Let $V = V(Y^2 - X^3 - X) \subset \mathbb{A}^2$ be a curve, how can I show $\dim_{\mathbb{C}} \mathcal{M} / \mathcal{M}^2 = 1$

Question

Let $V = V(Y^2 - X^3 - X) \subset \mathbb{A}^2$ be a curve, and let $P = (0, 0)$. let $\mathcal{M} = \mathcal{M}_P(V) \subset \mathcal{O}_P(V)$ be the maximal ideal of the local ring of $V$ at $P$. Prove that $\dim_{\mathbb{C}} \mathcal{M} / \mathcal{M}^2 = 1$.

I just started to learn algebraic geometry. I tried to read some relevant answers for any hints, like: Dimension of $m/m^2$, where $m$ is the maximal ideal of $\mathcal{O}_{X\times Y,(x,y)}$, Dimension of $\mathfrak{m}^k/\mathfrak{m}^{k+1}$?. But they are a little bit advanced to me.

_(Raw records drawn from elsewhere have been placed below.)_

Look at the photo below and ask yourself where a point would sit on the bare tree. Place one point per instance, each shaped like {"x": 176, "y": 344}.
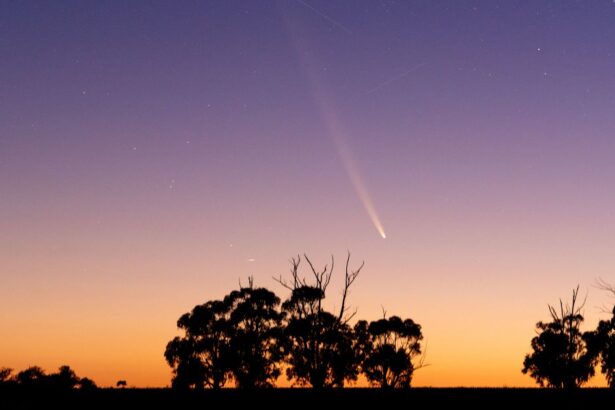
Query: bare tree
{"x": 318, "y": 343}
{"x": 561, "y": 357}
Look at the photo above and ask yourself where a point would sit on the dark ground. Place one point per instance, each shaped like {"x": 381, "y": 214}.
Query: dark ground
{"x": 290, "y": 399}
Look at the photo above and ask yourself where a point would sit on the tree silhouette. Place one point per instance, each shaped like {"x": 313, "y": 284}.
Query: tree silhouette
{"x": 200, "y": 358}
{"x": 318, "y": 344}
{"x": 602, "y": 342}
{"x": 560, "y": 356}
{"x": 87, "y": 384}
{"x": 388, "y": 347}
{"x": 33, "y": 376}
{"x": 64, "y": 379}
{"x": 5, "y": 374}
{"x": 254, "y": 333}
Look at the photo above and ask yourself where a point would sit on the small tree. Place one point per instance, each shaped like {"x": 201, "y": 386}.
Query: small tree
{"x": 33, "y": 376}
{"x": 200, "y": 358}
{"x": 560, "y": 356}
{"x": 318, "y": 344}
{"x": 389, "y": 346}
{"x": 87, "y": 384}
{"x": 603, "y": 342}
{"x": 254, "y": 329}
{"x": 5, "y": 374}
{"x": 64, "y": 379}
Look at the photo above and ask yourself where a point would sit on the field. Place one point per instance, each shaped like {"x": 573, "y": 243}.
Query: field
{"x": 280, "y": 398}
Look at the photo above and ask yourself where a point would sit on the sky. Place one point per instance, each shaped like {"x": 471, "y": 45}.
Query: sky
{"x": 153, "y": 154}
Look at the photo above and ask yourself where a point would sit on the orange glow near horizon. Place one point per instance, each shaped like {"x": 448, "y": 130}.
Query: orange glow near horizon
{"x": 153, "y": 155}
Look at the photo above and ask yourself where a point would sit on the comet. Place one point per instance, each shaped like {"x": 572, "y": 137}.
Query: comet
{"x": 334, "y": 127}
{"x": 337, "y": 134}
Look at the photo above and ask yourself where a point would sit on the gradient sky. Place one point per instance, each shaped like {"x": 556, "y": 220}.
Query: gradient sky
{"x": 154, "y": 153}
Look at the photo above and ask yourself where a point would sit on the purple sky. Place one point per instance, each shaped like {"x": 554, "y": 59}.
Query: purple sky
{"x": 150, "y": 150}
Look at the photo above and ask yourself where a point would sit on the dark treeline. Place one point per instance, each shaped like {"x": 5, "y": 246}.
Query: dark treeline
{"x": 35, "y": 377}
{"x": 251, "y": 338}
{"x": 248, "y": 338}
{"x": 563, "y": 356}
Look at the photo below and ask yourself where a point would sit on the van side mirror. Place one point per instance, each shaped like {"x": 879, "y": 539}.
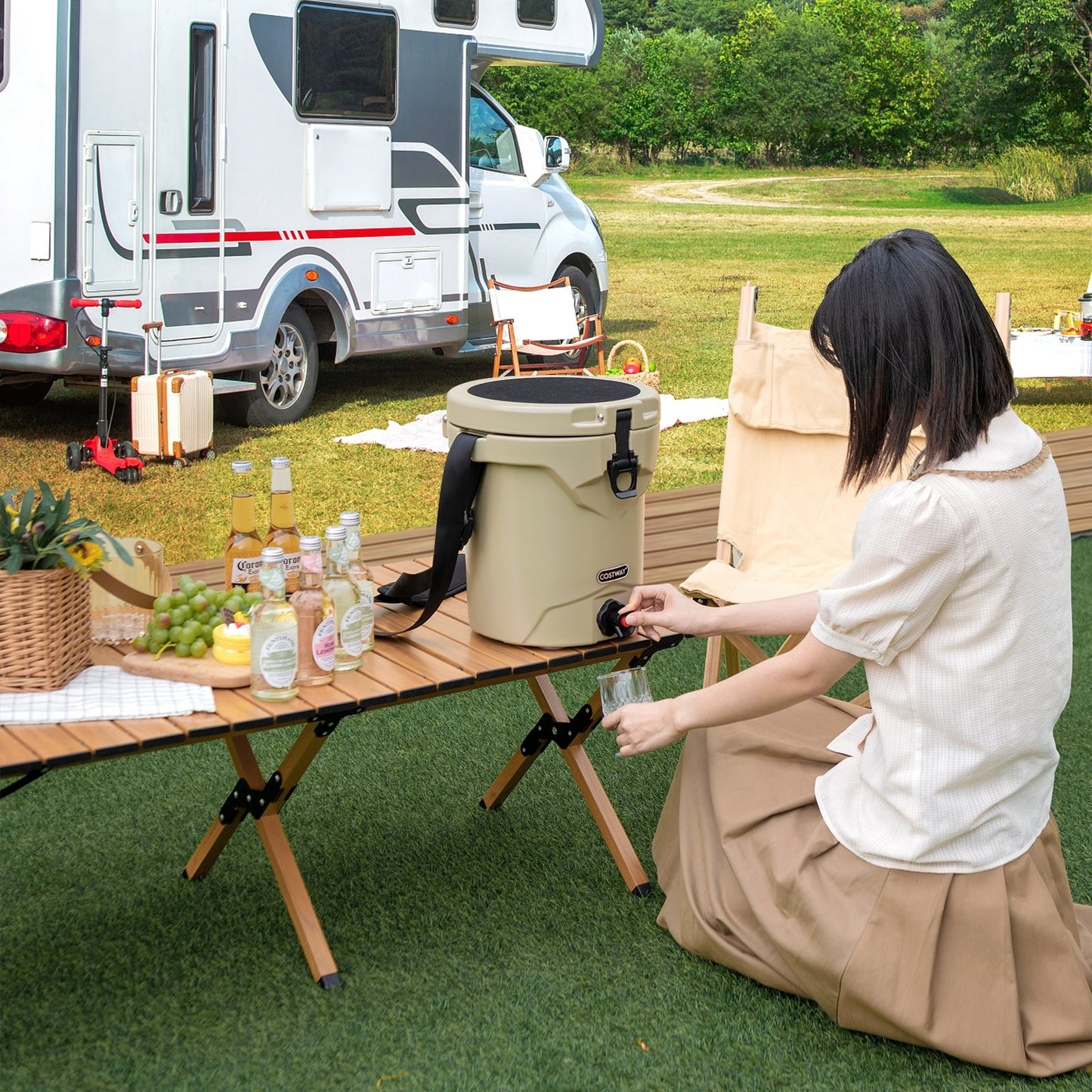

I am thinking that by having an explicit curve, we might be able to calculate the dimension in a more direct way. However, I have no clue where to start.

Answer 1

This is my attempt after receiving hints from @Jyrki Lahtonen.

First, we recall the definition:

$$\mathcal{O}_P(V) = \left\{ f \in K(V) \mid f \text{ is defined at } P \right\}$$ $$\mathcal{M} = \left\{ f \in K(V) \mid f = \frac{a}{b} \text{ for } a(P) = 0, b(P) \neq 0 \right\}$$

We also know that $\mathcal{M}_P(V) = I(P)\mathcal{O}_P(V)$.

We can see that for all polynomial $f \in \Gamma(W)$, $f(0, 0) = 0 \Leftrightarrow \text{constant term} = 0$.

We can see that for the denominator, any term with $X$ or $Y$ will get evaluated to 0. Hence, the denominator, $b(P) = c$, is the constant term in polynomial $b$.

Collecting all the information above, we can say that $$\mathcal{M} = \langle X, Y\rangle$$ $$\mathcal M^2 = \langle X^2, XY, Y^2 \rangle = \langle X^2, XY, X^3 + X \rangle$$

Since $X = X^3 + X - X \cdot X^2, XY = Y \cdot X$.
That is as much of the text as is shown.